- Date: 2 – 7 June
- Edition: 32nd
- Surface: Clay
- Location: Prostějov, Czech Republic
- Venue: TK Agrofert Prostějov

Champions

Singles
- Hugo Dellien

Doubles
- Petr Nouza / Patrik Rikl
- ← 2024 · Czech Open · 2026 →

= 2025 UniCredit Czech Open =

The 2025 UniCredit Czech Open was a professional tennis tournament played on clay courts. It was the 32nd edition of the tournament which was part of the 2025 ATP Challenger Tour. It took place in Prostějov, Czech Republic between 2 and 7 June 2025.

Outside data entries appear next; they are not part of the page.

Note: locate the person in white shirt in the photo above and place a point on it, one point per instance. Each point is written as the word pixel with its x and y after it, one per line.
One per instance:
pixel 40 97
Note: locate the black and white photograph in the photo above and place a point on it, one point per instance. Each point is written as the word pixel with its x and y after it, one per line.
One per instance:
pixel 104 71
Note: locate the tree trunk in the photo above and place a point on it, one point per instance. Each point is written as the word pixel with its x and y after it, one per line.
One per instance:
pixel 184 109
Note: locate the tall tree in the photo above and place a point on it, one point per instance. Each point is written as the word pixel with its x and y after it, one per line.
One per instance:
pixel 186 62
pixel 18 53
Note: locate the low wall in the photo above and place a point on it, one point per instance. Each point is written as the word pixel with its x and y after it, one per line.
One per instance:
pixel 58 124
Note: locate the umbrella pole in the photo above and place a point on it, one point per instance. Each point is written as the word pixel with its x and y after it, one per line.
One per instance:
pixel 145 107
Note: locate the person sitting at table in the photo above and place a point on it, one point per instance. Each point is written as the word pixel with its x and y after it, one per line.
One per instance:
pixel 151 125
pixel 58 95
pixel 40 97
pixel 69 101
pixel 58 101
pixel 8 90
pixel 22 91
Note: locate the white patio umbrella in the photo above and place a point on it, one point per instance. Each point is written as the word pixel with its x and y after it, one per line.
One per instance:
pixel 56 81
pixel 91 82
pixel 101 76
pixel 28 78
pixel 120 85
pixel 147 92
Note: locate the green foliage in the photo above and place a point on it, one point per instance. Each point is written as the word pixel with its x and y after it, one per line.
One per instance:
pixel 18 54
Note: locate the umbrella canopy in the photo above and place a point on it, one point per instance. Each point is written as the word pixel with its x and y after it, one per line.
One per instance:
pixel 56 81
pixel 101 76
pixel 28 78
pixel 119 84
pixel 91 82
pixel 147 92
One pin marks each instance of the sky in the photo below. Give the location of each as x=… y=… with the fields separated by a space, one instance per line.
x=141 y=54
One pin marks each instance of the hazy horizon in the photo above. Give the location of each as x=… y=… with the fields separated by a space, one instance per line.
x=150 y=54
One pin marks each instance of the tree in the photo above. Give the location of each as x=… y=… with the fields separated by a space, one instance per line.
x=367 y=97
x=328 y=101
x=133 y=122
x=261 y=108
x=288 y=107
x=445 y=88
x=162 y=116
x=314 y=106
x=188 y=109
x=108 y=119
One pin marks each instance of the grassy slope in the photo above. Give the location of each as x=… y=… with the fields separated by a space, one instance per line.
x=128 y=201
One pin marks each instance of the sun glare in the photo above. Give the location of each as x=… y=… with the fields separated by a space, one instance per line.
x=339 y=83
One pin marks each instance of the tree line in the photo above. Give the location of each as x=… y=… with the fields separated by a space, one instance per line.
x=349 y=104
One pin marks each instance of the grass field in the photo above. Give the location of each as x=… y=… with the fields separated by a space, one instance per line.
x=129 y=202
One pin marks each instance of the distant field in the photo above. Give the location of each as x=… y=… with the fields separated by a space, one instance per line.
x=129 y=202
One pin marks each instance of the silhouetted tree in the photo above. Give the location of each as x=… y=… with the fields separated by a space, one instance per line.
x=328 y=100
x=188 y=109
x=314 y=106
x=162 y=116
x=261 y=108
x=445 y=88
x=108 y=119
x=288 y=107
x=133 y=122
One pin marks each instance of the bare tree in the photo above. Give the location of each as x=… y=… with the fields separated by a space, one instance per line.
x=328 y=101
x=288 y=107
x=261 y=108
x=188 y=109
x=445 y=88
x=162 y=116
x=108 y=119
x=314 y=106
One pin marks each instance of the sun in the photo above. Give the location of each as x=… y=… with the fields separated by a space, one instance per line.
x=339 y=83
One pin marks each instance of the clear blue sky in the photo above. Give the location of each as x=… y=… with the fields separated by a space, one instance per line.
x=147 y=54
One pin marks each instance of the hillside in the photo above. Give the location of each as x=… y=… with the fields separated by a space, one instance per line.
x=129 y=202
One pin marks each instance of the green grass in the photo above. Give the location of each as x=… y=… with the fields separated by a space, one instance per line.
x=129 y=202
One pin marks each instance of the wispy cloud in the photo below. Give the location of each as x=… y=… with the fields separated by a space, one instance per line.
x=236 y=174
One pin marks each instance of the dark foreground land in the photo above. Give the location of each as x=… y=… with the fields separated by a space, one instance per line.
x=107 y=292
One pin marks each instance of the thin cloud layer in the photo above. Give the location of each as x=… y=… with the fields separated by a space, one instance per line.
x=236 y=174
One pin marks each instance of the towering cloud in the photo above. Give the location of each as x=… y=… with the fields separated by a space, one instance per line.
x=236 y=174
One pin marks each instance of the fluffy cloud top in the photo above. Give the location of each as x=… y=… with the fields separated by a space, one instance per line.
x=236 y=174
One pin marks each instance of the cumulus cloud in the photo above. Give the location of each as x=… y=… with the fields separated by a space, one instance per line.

==Singles main-draw entrants==
===Seeds===

| Country | Player | Rank^{1} | Seed |
|---|---|---|---|
| CZE | Jakub Menšík | 19 | 1 |
| CHI | Alejandro Tabilo | 61 | 2 |
| CZE | Vít Kopřiva | 86 | 3 |
| BOL | Hugo Dellien | 90 | 4 |
| TPE | Tseng Chun-hsin | 94 | 5 |
| KAZ | Alexander Shevchenko | 103 | 6 |
| CZE | Dalibor Svrčina | 127 | 7 |
| HUN | Zsombor Piros | 160 | 8 |

- ^{1} Rankings are as of 26 May 2025.

===Other entrants===
The following players received wildcards into the singles main draw:
- CZE Jakub Menšík
- CZE Maxim Mrva
- CHI Alejandro Tabilo

The following player received entry into the singles main draw as an alternate:
- ESP Nikolás Sánchez Izquierdo

The following players received entry from the qualifying draw:
- CZE Hynek Bartoň
- CZE Petr Brunclík
- CZE Jonáš Forejtek
- SVK Norbert Gombos
- SVK Miloš Karol
- SVK Lukáš Pokorný

==Champions==
===Singles===

- BOL Hugo Dellien def. TPE Tseng Chun-hsin 6–3, 6–4.

===Doubles===

- CZE Petr Nouza / CZE Patrik Rikl def. SVK Lukáš Pokorný / CZE Dalibor Svrčina 4–6, 6–3, [10–4].